Old Kopaja and Metromini buses will be off Jakarta’s roads by 2019: Transportation Agency

An old Kopaja bus in Jakarta.
An old Kopaja bus in Jakarta.

While Jakarta’s transportation scene is gearing up for the future, with the construction of the MRT and new roads and flyovers, one mode of transport that’s still largely stuck in the past are the city’s buses.

With the exception of the TransJakarta, which has revitalized its fleet with new state-of-the-art vehicles in recent years, the rest of Jakarta’s buses, owned primarily by Kopaja and Metro Mini, are really old and run down. It’s a miracle that many of them are still functioning.

But the old buses will soon meet their end. The Jakarta Transportation Agency is enacting a plan to have buses that are more than 10 years old removed from Jakarta’s roads by January 1, 2019.
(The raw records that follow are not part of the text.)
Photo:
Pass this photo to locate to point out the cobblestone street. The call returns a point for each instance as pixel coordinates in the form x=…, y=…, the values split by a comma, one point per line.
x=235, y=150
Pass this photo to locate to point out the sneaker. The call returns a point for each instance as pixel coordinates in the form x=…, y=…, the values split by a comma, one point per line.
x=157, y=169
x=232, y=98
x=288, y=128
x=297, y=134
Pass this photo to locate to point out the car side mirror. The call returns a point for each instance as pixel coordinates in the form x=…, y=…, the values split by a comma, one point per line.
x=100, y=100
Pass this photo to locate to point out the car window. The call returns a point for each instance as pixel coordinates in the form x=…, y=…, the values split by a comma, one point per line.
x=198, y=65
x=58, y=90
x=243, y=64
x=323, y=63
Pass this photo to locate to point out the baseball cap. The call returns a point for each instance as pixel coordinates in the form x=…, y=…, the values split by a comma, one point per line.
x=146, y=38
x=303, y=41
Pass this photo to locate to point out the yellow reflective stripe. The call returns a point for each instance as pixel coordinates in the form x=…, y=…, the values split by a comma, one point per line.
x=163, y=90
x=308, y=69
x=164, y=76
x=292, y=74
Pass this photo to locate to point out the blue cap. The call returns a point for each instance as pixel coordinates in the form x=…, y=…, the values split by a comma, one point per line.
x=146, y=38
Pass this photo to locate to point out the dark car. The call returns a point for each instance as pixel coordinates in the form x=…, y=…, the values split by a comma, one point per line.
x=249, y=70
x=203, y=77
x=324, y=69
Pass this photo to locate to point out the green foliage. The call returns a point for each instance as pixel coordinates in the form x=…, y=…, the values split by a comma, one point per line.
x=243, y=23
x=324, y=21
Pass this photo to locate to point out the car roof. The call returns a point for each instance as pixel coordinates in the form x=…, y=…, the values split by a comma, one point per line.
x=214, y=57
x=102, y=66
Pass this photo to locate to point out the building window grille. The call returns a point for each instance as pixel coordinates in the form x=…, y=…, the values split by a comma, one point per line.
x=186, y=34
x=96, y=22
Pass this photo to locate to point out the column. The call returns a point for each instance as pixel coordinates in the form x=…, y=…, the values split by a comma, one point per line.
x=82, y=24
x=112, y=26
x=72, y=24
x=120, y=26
“Our target is for all old buses to be eradicated,” said Masdes Arroufy, head of the Road Vehicles department in the Jakarta Transportation Agency, as quoted by Tempo yesterday.

The 10-year age cap for city buses was introduced in a 2014 regulation, and the city government has been reducing the number of old buses gradually since then.

In 2012, the Transportation Agency said that there were 5,000 medium-sized city buses, like the Metro Mini and Kopaja, in Jakarta, but since the enforcement of the regulation, only 1,200 remain. The Transportation Agency also confiscated 1,600 old buses throughout last year.

Metro Mini and Kopaja buses are privately owned, but the city government has been absorbing many of them into the TransJakarta fleet over the past couple of years with the goal of having the old buses renovated or replaced and used as feeder buses for the main TransJakarta fleet that runs on the Busway lanes.